"Wort zur Woche" vom 6. Januar 2019

   Pfarrer Hartmut Lauterbach


„Ein gesegnetes neues Jahr!“ – so wünschen wir einander zu Beginn des neuen Jahres und das ist gut so, denn: Gott gibt uns den Auftrag einander zu segnen. Gott spricht zu Mose (und wir sollen uns angesprochen fühlen): "So sollt ihr sagen zu den Israeliten, wenn ihr sie segnet: Der Herr segne dich und behüte dich; der Herr lasse sein Angesicht leuchten über dir und sei dir gnädig; der Herr hebe sein Angesicht über dich und gebe dir Frieden."(4. Buch Mose 6,22-26) Segen ist also etwas, was direkt von Gott kommt. So ist das bis heute geblieben.

Das Leben beginnt mit Segen. Wer sein Kind zur Taufe bringt, vertraut es dem Himmel an. Das Kind soll nicht allein auf Erden gebunden sein, es soll auch stets mit dem Himmel verbunden bleiben. Der Segen wiederholt sich an jedem Sonntag im Gottesdienst und an den Marksteinen des Lebens: bei der Konfirmation (Kommunion, Firmung), bei der Eheschließung, in Stunden der Krankheit, zu großen Reisen oder anderen Vorhaben, die ein Wagnis in sich tragen, in der Stunde des Todes. Segen ist, was dem Sinn vorausgeht.
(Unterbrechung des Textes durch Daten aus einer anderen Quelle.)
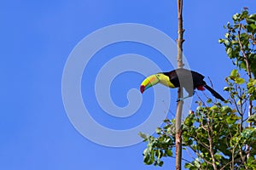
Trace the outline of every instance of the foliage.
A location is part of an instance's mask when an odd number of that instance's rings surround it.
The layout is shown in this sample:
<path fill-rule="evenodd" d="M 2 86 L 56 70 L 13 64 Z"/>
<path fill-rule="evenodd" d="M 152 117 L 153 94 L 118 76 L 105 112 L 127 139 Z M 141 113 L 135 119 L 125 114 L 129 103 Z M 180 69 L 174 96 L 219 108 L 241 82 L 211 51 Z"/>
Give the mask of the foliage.
<path fill-rule="evenodd" d="M 250 71 L 256 77 L 256 67 L 253 67 L 256 65 L 256 14 L 249 14 L 245 8 L 241 14 L 233 15 L 233 21 L 232 25 L 228 22 L 225 26 L 228 32 L 219 42 L 225 46 L 234 65 L 248 71 L 247 62 Z"/>
<path fill-rule="evenodd" d="M 233 70 L 226 77 L 224 88 L 229 99 L 223 103 L 200 100 L 182 123 L 182 145 L 196 157 L 186 161 L 189 169 L 256 169 L 256 14 L 247 9 L 233 16 L 228 23 L 225 39 L 219 42 L 228 56 L 239 68 L 247 72 L 241 77 Z M 247 114 L 249 112 L 249 116 Z M 144 163 L 162 166 L 162 157 L 173 157 L 175 120 L 165 120 L 157 128 L 156 137 L 140 133 L 148 142 L 143 152 Z"/>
Bevor überhaupt ein Sinn erkennbar wird, legt uns Gott schon seine Hände auf und schenkt uns seinen Frieden.
Darum sollten wir auch selber wieder wagen, einander still zu segnen. Entweder in einem Gebet, in dem wir für jemanden Gottes Segen erbitten. Oder wirklich so, dass wir einem Menschen die Hand auflegen oder ihm ein kleines Kreuz auf die Stirn machen mit den Worten „Behüte dich Gott“. Das sind Augenblicke, die wir nicht einfach herbeiführen können. Aber manchmal bietet es sich doch an. Das Kind verreist, der Großvater muss ins Krankenhaus, die Arbeitsstelle ist in Gefahr. Das könnte ein Augenblick sein, wo ein Mensch in sich den Mut fasst, die andere Person zu segnen. Vor allem Verstehen steht der Segen, den Gott durch Menschen erteilt. Und dieser Mensch kann auch ich sein.